AutoSpotting: Investigate and document memory leaks and resource requirements for large installations
Github issue
Reported by @symonds on Gitter
Issue type
- Bug
- Documentation fix
Build number
nightly-468
Configuration
any
Environment
Large AWS accounts, with > 500 instances per region
Summary
On large AWS accounts, where API throttling is quite common the Lambda function has been found to hang and timeout runs.
Steps to reproduce
- Enable it on such a large account
- Trigger API throttling by performing many API calls
Expected results
AutoSpotting should gracefully handle this situation
Actual results
- The Lambda run timed out, seemed to hang after
Processing page 1 of DescribeInstancesPages
- Lambda was running out of the allocated memory
- Spot Instances were launched but not tagged properly so they failed to be added to the group
- Increasing the memory allocation seemed to help, 3GB Lambda seemed to work fine.
- Runs that didn’t time out only consumed ~200MB of memory, so this seems related to the throttling.
About this issue
- Original URL
- State: closed
- Created 7 years ago
- Comments: 18 (4 by maintainers)
As I think I’ve hit everything in the list so far. I wanted to link my latest issue and the only one I haven’t been able to work around so far: https://github.com/cristim/autospotting/issues/199
By the way I do plan on documenting this stuff I experienced so that others can work around it. I very much appreciate all the work you guys have done with this solution and I’m hoping I can get it fully implemented.

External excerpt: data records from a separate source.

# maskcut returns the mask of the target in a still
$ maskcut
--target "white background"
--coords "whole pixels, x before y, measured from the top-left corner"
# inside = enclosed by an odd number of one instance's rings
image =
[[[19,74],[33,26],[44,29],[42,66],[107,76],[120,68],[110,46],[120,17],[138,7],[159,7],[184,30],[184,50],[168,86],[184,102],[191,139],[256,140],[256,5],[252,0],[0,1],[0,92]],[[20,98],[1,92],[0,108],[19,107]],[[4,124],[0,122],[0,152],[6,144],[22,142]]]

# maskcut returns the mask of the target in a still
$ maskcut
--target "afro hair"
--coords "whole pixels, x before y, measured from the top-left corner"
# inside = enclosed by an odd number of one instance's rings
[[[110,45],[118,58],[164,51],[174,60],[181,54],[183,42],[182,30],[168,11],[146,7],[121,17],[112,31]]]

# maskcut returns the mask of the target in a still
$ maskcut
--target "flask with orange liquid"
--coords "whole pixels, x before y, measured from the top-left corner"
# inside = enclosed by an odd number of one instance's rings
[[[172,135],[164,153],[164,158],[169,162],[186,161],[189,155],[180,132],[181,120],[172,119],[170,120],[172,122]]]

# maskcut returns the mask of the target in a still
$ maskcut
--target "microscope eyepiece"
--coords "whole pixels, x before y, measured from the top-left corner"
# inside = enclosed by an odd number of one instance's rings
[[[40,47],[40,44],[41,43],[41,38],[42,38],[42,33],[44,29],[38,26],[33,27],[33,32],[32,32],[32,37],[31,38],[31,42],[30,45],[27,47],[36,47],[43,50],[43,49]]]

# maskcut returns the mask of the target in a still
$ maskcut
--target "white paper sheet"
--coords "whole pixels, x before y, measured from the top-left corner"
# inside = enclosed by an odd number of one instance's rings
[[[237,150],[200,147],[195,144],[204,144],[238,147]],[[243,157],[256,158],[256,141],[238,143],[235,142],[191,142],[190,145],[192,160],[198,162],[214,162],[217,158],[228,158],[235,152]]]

@symonds BTW, I’d like to hear about how people use AutoSpotting in the wild, please fill this survey if you have some time: https://www.surveymonkey.de/r/5GYJSJJ
I think this issue can be closed now.
I’m running autospotting against 200 ASG’s which all scale up from 0 at the same time every day. Replacing every single instance with autospotting. Max memory 1024, Max Runtime 300s.

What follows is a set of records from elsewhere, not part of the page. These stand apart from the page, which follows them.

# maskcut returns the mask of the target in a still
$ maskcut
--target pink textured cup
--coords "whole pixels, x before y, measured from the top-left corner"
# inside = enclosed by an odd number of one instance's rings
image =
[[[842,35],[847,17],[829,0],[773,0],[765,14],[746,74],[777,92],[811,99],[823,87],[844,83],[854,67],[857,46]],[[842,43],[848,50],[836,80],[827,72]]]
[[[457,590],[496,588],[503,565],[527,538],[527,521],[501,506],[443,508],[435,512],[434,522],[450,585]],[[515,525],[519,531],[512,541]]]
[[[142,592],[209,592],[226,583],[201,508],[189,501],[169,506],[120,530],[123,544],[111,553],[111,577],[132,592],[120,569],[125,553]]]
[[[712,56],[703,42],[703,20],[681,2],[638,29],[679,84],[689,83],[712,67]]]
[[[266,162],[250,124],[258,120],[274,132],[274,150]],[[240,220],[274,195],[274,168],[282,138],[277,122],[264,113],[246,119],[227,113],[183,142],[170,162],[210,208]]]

No errors in months, Max duration of 42s
Retested this week, using the tag filtering to limit it to an environment of 50 ASG’s in an account with 350 instances and 200 ASG’s
Still getting the odd 300s run, some times consuming all the allocated memory, sometimes not. Good news was no untagged instances left orphaned
At one point it created 6 identical instances (one by one), all tagged but never attached them to an ASG, this was when it was only trying to replace one on-demand instance (Instances came up as unhealthy due to github issues)

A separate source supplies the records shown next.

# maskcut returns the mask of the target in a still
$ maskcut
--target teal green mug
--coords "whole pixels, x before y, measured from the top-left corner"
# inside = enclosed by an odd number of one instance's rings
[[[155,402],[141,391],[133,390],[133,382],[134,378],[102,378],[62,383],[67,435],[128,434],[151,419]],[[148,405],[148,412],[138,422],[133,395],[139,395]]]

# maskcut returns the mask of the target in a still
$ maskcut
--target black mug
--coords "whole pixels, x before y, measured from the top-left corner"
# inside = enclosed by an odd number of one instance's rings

I was thinking maybe a potential good way to solve this would be to have some micro-service? I know it’s a buzz-word, but we could have 2 lambda functions:
The “planner/fetcher” and the “worker” would have significantly different logic and data to work with, we could have multiple workers running in parallel at the Lambda function level instead of goroutines. Thus making the code easier while still being in parallel, and potentially also easier to test with events.
If the infra was really big, we could even consider splitting that into region, as we would have more code to maintain.